LinkThing2 beta
I’m releasing a beta of the next version of LinkThing, which is renamed LinkThing2. If anyone would like to help out by testing it, that would be cool.
LinkThing2 requires Safari 5.1 or higher, so don’t install it if you’re still on Safari 5.0.x.
All your settings from LinkThing will be preserved should you install LinkThing2. However, once you install LinkThing2, you can only reinstall LinkThing if you uninstall LinkThing2 first. This means that your settings will be lost.
There is a workaround to avoid losing your settings in case you want to go back to the old LinkThing:
- Before uninstalling LinkThing2, quit Safari.
- Make a backup of Safari’s preferences file, which is located at ~/Library/Preferences/com.apple.Safari.plist.
- Launch Safari, uninstall LinkThing2, and install LinkThing.
- Quit Safari again. Replace com.apple.Safari.plist with the backup you made.
- Launch Safari.
So, what’s new in LinkThing2, you ask? Frankly, not much. Mainly it’s a code refactoring release aimed at doing things in a more elegant way behind the scenes. This has at least one benefit, plus there are a couple of unrelated improvements.
About the refactoring, briefly: The old LinkThing worked by basically taking over clicks on links and stopping them from doing what they were meant to do, so the extension could do something else instead. For example, if you had configured LinkThing to always open offsite links in a new tab, it would intercept any click on an offsite link, suppress Safari’s default handling, and force the link’s destination to open in a new tab. This was a pretty brute-force way of doing things.

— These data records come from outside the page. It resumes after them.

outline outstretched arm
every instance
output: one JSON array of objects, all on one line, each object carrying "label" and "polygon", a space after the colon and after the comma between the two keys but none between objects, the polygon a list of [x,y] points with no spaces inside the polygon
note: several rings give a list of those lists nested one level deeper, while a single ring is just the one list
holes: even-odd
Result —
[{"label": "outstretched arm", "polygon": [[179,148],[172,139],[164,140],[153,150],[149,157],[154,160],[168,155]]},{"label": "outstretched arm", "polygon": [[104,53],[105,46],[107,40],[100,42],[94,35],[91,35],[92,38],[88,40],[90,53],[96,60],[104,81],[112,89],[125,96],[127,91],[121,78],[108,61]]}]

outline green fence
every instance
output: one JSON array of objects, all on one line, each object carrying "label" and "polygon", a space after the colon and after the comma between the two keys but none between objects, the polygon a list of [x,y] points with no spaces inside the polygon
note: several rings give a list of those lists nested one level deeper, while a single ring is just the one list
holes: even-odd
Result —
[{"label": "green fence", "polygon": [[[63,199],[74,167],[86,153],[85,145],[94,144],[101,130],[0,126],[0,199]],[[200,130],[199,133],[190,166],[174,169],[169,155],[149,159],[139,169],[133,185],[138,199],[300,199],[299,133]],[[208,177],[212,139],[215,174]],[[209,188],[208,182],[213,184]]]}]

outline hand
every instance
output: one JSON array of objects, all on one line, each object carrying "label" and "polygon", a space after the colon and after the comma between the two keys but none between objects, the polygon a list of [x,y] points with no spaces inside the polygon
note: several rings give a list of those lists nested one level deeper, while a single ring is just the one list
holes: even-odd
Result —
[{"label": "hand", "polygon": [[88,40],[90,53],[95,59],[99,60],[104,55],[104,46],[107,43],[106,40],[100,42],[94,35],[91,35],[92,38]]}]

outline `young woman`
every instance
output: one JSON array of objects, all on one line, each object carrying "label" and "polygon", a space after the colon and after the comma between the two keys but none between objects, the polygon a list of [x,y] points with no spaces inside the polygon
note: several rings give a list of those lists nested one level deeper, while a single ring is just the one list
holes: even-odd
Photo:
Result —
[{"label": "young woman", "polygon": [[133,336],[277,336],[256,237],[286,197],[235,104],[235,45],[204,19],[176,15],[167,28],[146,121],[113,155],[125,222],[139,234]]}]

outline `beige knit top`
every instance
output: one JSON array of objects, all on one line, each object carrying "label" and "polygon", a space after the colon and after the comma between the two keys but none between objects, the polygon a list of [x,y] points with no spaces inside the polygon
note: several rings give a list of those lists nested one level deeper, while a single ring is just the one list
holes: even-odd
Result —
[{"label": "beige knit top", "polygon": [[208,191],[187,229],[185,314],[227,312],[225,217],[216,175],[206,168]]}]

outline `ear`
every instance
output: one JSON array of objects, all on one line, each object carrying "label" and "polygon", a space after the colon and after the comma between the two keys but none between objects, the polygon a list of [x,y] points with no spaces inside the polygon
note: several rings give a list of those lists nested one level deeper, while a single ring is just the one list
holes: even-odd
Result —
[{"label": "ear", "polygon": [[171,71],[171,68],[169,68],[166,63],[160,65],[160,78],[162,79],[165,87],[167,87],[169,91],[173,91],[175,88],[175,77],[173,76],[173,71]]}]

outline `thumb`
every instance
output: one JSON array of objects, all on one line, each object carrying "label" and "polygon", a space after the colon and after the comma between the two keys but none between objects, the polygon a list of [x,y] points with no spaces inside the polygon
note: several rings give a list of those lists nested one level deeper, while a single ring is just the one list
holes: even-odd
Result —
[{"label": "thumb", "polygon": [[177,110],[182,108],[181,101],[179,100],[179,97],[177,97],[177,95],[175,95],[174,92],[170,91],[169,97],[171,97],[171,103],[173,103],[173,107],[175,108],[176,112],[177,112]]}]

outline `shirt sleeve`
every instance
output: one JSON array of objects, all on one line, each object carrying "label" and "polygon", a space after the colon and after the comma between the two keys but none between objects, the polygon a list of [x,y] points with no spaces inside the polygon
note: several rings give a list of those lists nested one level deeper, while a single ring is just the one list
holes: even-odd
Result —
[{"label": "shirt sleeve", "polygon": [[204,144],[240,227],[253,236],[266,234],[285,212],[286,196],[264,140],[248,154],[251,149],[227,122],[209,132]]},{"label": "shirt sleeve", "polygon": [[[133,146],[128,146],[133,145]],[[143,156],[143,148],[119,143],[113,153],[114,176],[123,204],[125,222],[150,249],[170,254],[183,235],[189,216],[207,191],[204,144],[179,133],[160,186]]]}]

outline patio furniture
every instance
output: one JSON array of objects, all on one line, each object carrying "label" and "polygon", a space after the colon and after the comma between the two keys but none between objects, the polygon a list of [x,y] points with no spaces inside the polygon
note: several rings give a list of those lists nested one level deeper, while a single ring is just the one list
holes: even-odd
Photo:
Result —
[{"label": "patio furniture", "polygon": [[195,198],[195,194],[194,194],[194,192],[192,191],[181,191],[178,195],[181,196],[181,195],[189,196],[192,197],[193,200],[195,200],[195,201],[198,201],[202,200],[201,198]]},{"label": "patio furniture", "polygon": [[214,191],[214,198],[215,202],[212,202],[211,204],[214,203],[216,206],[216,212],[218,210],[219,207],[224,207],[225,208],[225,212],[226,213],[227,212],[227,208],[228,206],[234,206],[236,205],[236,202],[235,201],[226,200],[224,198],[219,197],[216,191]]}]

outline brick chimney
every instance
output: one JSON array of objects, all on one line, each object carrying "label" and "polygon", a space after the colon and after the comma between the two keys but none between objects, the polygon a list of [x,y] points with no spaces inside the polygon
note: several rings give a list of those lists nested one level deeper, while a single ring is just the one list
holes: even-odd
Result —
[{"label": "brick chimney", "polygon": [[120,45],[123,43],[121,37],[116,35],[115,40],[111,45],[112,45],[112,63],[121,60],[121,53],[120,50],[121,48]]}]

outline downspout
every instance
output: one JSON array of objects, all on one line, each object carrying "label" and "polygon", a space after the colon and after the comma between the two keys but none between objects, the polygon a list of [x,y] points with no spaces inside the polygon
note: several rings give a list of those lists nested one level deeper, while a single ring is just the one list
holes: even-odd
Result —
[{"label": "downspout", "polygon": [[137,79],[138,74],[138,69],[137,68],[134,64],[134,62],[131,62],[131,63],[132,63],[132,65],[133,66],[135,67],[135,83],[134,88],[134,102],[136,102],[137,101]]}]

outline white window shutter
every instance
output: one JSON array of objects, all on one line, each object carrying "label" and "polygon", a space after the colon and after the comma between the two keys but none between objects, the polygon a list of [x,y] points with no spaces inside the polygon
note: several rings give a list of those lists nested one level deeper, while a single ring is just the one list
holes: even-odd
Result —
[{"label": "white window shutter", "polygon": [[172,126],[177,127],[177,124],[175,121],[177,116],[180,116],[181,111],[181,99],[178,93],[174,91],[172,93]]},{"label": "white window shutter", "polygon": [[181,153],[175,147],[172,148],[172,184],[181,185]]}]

LinkThing2, by contrast, tries to achieve its goals while doing as little as possible. In the preceding example, LinkThing2 will just momentarily change the link’s target attribute to _blank, let Safari do as it will, and then change the target back again. If your settings dictate that the resulting new tab should open at the end of the tab bar, LinkThing2 will only move it there after Safari creates it—instead of creating the new tab itself, as the old LinkThing did.

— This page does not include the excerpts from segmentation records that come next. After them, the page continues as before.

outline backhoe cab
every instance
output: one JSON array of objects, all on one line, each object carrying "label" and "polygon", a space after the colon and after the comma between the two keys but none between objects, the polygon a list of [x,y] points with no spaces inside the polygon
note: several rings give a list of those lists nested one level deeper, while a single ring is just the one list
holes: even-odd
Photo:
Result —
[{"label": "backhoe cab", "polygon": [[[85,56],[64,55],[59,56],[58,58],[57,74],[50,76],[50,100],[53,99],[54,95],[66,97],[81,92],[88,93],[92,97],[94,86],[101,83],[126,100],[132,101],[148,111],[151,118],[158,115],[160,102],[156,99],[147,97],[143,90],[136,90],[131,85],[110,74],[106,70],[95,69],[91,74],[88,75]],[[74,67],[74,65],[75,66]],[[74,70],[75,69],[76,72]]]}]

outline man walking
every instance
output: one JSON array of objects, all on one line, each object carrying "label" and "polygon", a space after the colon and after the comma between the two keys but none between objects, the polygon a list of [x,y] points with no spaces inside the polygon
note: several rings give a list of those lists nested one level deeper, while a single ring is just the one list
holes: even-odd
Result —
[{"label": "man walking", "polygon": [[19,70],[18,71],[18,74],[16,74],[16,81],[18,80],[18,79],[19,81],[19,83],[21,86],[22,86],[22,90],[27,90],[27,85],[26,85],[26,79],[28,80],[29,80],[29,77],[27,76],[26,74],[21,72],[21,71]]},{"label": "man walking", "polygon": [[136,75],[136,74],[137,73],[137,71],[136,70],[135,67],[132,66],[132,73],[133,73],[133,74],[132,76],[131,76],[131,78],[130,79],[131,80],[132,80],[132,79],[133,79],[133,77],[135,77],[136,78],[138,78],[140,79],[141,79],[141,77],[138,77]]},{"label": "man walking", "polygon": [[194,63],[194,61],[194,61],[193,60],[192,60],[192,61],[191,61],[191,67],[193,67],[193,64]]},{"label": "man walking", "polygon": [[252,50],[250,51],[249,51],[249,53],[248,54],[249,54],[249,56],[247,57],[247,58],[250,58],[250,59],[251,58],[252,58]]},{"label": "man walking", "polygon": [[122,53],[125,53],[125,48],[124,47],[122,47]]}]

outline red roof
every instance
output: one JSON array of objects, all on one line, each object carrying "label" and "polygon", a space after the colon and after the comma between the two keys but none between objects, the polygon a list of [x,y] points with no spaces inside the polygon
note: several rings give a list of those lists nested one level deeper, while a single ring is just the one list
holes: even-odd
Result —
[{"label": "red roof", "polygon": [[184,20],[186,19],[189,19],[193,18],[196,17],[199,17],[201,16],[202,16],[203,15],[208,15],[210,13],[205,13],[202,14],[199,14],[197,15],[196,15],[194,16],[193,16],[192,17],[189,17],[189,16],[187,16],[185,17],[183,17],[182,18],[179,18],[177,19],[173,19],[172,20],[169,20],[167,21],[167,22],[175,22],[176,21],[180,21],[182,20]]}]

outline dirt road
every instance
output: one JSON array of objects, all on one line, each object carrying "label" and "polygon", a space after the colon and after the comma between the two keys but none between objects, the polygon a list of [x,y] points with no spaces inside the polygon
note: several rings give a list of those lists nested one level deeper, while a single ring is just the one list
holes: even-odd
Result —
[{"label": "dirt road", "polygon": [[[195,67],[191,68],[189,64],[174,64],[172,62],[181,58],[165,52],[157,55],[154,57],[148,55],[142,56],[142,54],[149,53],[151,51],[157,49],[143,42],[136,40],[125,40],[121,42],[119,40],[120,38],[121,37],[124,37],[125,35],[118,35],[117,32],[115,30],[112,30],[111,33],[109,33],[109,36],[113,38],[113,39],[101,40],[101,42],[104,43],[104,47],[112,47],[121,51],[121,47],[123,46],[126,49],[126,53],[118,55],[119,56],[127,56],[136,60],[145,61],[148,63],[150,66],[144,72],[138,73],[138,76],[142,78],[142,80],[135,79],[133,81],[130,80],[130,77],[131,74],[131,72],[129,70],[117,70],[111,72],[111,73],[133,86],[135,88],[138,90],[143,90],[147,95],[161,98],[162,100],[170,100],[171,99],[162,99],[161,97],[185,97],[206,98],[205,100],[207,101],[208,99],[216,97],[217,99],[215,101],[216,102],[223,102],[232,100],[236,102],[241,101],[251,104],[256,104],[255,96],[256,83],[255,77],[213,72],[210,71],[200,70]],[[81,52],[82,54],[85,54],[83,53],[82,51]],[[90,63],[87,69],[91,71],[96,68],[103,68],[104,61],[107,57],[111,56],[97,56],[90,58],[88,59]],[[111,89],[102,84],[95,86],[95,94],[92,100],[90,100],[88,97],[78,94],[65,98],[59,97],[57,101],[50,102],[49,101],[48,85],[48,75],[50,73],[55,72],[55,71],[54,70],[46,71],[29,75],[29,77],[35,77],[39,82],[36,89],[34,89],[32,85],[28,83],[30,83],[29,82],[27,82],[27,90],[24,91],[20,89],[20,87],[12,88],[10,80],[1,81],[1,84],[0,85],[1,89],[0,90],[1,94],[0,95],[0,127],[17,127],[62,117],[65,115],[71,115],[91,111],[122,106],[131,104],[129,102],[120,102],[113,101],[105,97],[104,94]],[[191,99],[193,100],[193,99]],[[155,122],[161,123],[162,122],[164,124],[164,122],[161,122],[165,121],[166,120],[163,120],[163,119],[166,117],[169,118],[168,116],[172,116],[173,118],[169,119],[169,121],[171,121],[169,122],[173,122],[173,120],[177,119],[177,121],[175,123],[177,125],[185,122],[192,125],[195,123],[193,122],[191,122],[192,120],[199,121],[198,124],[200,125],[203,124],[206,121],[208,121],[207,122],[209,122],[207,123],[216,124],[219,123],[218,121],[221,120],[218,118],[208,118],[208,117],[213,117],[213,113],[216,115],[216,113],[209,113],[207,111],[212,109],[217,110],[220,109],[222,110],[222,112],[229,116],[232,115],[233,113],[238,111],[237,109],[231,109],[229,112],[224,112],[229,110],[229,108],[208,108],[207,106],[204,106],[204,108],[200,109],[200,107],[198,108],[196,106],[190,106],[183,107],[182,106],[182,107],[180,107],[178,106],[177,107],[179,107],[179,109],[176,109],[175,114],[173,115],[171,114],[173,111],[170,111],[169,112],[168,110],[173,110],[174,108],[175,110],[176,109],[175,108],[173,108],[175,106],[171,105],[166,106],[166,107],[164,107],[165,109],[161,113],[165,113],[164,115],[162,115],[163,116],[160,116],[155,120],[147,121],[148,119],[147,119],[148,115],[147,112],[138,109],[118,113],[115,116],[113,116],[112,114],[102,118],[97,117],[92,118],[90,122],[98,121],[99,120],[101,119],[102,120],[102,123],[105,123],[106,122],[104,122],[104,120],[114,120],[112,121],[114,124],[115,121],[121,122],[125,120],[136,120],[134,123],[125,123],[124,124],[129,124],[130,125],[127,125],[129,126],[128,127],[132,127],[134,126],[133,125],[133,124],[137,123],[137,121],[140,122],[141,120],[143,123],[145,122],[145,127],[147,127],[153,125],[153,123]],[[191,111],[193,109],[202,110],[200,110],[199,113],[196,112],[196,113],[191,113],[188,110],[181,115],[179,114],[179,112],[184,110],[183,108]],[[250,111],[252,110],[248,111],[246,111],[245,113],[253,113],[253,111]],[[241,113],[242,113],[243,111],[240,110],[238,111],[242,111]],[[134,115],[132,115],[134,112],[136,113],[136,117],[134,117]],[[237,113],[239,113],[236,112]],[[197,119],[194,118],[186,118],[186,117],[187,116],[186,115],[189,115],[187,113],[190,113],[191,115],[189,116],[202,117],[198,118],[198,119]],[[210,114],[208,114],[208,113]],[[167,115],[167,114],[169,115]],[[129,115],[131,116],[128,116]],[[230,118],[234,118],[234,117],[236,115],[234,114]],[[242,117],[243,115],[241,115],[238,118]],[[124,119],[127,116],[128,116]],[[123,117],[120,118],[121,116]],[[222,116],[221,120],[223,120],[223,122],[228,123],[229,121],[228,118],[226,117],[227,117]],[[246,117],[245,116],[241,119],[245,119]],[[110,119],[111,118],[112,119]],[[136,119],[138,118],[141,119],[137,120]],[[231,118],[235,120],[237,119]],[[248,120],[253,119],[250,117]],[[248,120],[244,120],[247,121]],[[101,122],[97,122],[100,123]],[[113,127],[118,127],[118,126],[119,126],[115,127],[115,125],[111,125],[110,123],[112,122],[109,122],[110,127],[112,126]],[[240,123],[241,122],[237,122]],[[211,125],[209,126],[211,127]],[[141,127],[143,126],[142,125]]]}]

At present, the only visible benefit of the code refactoring is that LinkThing2 fully supports the option to leave tab ordering up to Safari, both for foreground and background tabs. In the last release of LinkThing, I had added this option, but only for foreground tabs. In order to implement it for background tabs, the refactoring was necessary.
I’ve also made some improvements to the optional pseudo-status bar that reveals URLs when you mouse over a link. It’s now sensitive to modifier keys, so for example if you mouse over a link while holding down the Command key, it will append “(opens in a new tab)” to the URL display. And it’s smart enough to not append that text if the Command key would reverse your settings and not open a new tab. Also, I made it so that if a URL is too long to fit in the pseudo-status bar, it will display with an ellipsis at the end rather than being unceremoniously truncated right at the edge.